La journée d’hier avait été déclarée « jour de la souveraineté nationale » par le gouvernement irakien. Cependant, malgré les feux d’artifice et les chants patriotiques, l’insécurité demeure présente. Selon Yves Daoudal, l’armée américaine a perdu quatre hommes lundi et les attentants ont fait 250 morts dans les dix derniers jours dont 130 lors d’un attentat au camion piégé dans un marché alors que la mortalité avait été divisée par trois par rapport à l’année dernière.

La contre insurrection menée par les américains et analysée par le blog de Stéphane Taillat co in en irak.worlpress.com a obtenu un certain succès militaire et a permis l’intégration dans le jeu politique des diverses forces en présence. Cependant cette stratégie n’a pas supprimé les conflits qui traversent la société irakienne. Les oppositions entre groupes ethniques ont plutôt été exacerbées et ont abouti à un partage des villes et des régions entre sunnites, chiites et Kurdes. Les zones mixtes, en particulier Mossoul dont les chrétiens ont été chassés et les champs pétrolifères sont encore des zones de conflit.
La vision américaine d’une lutte contre la subversion révolutionnaire des milices qui leur résistaient n’était pas fausse, mais partielle. Leur réponse a été de s’appuyer sur des milices ou des tribus qui acceptaient de combattre à leur côtés, ce qui a mis en place des pouvoirs qui rechignent actuellement à s’intégrer dans les forces de sécurité officielles. Le fait que les assassinats ciblés restent nombreux peut être un signe que les affrontements actuels sont de type mafieux.
Les attentats ciblant les chiites peuvent aussi être un moyen pour ses adversaires politiques de déconsidérer le gouvernement irakien de Nouri el Maliki.
Le contexte iranien joue aussi un rôle.
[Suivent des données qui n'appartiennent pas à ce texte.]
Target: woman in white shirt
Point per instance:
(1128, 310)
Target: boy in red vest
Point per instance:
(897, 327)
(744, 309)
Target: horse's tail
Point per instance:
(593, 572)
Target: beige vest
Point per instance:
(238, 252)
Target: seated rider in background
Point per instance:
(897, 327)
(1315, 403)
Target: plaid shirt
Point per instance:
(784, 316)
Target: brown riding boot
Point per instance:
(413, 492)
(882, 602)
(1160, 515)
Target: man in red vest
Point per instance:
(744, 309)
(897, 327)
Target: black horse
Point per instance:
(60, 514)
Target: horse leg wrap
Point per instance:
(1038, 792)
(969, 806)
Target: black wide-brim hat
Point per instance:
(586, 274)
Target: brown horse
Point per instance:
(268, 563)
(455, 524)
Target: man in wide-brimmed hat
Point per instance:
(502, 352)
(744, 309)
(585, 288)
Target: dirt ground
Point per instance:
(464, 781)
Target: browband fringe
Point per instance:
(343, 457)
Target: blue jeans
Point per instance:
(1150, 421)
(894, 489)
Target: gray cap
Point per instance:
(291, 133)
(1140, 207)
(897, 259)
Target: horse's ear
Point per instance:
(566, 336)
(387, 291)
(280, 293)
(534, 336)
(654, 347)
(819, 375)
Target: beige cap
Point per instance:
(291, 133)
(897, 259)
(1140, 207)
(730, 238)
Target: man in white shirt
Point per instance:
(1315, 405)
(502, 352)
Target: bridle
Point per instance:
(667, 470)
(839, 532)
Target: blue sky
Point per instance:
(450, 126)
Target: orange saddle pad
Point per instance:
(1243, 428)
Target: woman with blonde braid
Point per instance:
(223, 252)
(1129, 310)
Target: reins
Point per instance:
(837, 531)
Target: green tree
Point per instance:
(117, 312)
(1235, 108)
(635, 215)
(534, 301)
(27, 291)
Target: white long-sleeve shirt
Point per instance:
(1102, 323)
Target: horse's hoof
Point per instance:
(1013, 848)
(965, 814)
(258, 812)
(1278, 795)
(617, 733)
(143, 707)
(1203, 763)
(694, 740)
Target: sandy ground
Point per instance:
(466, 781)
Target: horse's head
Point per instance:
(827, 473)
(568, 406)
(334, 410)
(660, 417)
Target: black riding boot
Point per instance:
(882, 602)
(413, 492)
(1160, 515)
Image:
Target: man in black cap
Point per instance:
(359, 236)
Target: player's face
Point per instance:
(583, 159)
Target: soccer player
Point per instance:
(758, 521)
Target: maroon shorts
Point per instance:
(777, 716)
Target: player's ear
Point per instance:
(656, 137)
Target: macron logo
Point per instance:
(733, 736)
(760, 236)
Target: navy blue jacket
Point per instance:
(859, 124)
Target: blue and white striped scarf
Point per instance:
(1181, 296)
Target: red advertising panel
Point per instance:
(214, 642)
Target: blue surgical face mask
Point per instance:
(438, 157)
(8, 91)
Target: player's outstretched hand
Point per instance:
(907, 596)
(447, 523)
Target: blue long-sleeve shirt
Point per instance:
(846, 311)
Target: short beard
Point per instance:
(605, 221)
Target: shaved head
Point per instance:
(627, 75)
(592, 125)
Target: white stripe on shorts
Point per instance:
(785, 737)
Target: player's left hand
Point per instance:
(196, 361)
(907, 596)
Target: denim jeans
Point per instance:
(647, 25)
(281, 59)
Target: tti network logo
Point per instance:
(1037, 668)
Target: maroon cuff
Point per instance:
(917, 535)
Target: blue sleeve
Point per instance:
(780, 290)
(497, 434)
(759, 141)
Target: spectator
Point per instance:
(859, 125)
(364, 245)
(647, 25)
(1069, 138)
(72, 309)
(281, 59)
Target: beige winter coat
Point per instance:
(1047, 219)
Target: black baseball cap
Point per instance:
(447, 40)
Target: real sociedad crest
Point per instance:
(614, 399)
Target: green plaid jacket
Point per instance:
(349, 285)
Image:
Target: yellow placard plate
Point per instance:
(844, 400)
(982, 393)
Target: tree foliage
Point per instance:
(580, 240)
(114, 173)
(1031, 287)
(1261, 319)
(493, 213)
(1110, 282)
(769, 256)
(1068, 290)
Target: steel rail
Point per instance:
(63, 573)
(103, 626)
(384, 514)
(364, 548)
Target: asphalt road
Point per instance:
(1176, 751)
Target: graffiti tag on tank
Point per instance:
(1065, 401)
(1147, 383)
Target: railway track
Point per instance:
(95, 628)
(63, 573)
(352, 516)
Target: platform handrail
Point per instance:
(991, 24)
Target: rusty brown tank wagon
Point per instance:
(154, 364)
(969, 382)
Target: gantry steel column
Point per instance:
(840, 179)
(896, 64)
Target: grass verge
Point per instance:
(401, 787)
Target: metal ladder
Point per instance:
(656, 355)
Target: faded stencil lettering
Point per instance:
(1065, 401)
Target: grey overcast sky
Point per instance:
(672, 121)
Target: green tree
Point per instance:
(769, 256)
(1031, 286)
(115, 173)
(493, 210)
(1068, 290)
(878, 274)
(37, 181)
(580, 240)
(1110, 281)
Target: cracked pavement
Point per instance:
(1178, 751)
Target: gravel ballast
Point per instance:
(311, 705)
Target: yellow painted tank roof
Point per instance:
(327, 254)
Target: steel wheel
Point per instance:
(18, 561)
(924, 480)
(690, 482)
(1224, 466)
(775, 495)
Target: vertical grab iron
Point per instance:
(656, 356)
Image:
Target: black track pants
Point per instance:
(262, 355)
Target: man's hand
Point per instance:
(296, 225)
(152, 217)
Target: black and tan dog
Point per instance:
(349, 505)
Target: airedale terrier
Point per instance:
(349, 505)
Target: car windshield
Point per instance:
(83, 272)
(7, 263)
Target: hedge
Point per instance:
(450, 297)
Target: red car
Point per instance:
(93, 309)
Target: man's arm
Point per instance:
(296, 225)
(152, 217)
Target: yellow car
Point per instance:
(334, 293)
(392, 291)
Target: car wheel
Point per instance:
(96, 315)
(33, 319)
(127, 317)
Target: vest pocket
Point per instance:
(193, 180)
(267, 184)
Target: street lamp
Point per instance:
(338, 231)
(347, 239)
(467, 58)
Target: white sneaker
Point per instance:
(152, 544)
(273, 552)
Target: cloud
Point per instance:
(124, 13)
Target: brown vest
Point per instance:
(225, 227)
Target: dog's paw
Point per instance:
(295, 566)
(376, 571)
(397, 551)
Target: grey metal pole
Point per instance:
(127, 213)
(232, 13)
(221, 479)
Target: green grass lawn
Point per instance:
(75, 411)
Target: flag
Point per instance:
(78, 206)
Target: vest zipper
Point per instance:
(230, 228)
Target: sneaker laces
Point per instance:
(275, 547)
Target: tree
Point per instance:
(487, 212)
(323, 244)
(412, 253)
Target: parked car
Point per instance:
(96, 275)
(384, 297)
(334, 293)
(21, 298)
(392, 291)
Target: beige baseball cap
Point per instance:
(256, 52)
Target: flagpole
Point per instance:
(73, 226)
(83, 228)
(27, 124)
Il pourrait s’agir d’une surenchère entre extrémistes sunnites et pro iraniens, ou d’un action d’origine iranienne pour montrer que le pluralisme et la démocratie conduiraient forcément à l’insécurité perpétuelle dans un pays du Moyen Orient, alors que l’Irak semble être en train de parvenir à une démocratie pluraliste après de terribles épreuves.
La période qui précédera les élections de janvier 2010 montrera si le projet d’établissement d’une démocratie en Irak est ou non une réussite.